Надо еще сказать, что плоть моя пребывала в довольно приличной форме: ни разорванных связок, ни зажатости мышц; я мог слегка ободрать хребет, упавши в нелепый обморок, предваривший мое путешествие, но он по-прежнему оставался на месте, вытягивая меня, защищая мое естество, не уступая ничем примитивной структуре какой-нибудь сквозистой подводной твари. И однако ж лечение, которому меня подвергали (особенно в Лекошане), подразумевало, – насколько его теперь удается прояснить, – что все мои повреждения телесны, только телесны и требуют только телесных мер. Я не говорю о современной алхимии, о волшебных зельях, которые вспрыскивали в меня, – эти, возможно, и действовали, так ли, этак ли, не только на тело, но и на божество, поселившееся во мне, как действуют на безумного императора наговоры честолюбивых знахарей и шарлатанов-советников; но я не мог снести таких въедливых образов, как проклятые скрепы и перевязи, державшие меня растянутым на спине (и мешавшие мне уйти восвояси с резиновым плотиком под мышкой, к чему я чувствовал себя способным), или еще даже худшие рукотворные электрические пиявки, которые приставлялись к моей голове и конечностям замаскированными палачами, – пока их не разогнал святой из Катапульты, штат Калифорния, профессор Г. П. Слоун, почти уже заподозривший, как раз когда я стал поправляться, что меня мог бы вмиг излечить – меня мог бы вмиг излечить! – гипноз плюс скромное проявление чувства юмора со стороны гипнотизера.
3
Я помнил только, что при крещении был назван Вадимом – по имени моего отца. В недавно выданном мне паспорте США – изящной книжечке, украшенной золотым рисунком по зеленой обложке с пробитым на ней номером 00678638, – мой древний титул не упомянут; но он значился в моем британском паспорте, выдержавшем несколько изданий – «Юность», «Зрелость», «Старость», – пока последнее не искалечили до неузнаваемости дружелюбные фальсификаторы, втайне склонные к розыгрышам.

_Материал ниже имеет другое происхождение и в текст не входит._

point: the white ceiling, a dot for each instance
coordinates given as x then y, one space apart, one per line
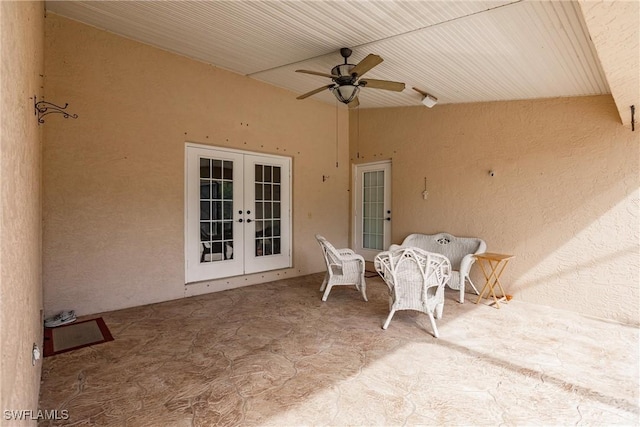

Все это я собрал по крупице в одну из ночей, когда вдруг опять раскрылись некие клеточки мозга, до того замороженные. Другие клетки, однако, оставались покрыты морщинами, как припозднившиеся бутоны, и хоть я мог свободно вертеть под одеялом ступнями (впервые со времени обморока), мне никак не удавалось различить в этом темном углу сознания следовавшую за отчеством фамилию. Я чуял, что она начинается с «Н», как и термин, который описывает рождающийся в минуты вдохновения, прекрасный своей внезапностью порядок слов, похожий на столбик красных кровяных телец в свежеотобранной крови под микроскопом, – это слово я однажды использовал в «See under Red»[140], но теперь и его припомнить не мог, что-то связанное с монетной колбаской, капиталистическая метафора, а, Марксик? Да, я определенно чувствовал, что фамилия моя начинается с «Н» и имеет ненавистное сходство с прозвищем или псевдонимом предположительно-неподражаемого (Непоров? нет) болгарского, или бактрийского, или, возможно, бетельгейзеанского автора, с которым меня вечно путали рассеянные эмигранты из какой-то другой галактики; но состояли ли с ней в родстве Небесный, или Набедрин, или Наблидзе (Наблидзе? Смешно), я просто не мог сказать. Я предпочел не перенапрягать мою волю (уходи, Наборкрофт!) и отступился, – а может быть, фамилия начинается с «Б», «н» же просто пристало к ней на манер окаянного паразита? (Бонидзе? Блонский? – Нет, это из истории с БИНТ’ом). Быть может, во мне присутствует примесь кавказской княжеской крови? Откуда взялись в газетных вырезках, полученных мною из Англии в связи с лондонским изданием «A Kingdom by the Sea» (чудное певучее название), кивки в сторону мистера Набарро, английского политического деятеля? И почему Ивор прозвал меня «Мак-Набом»?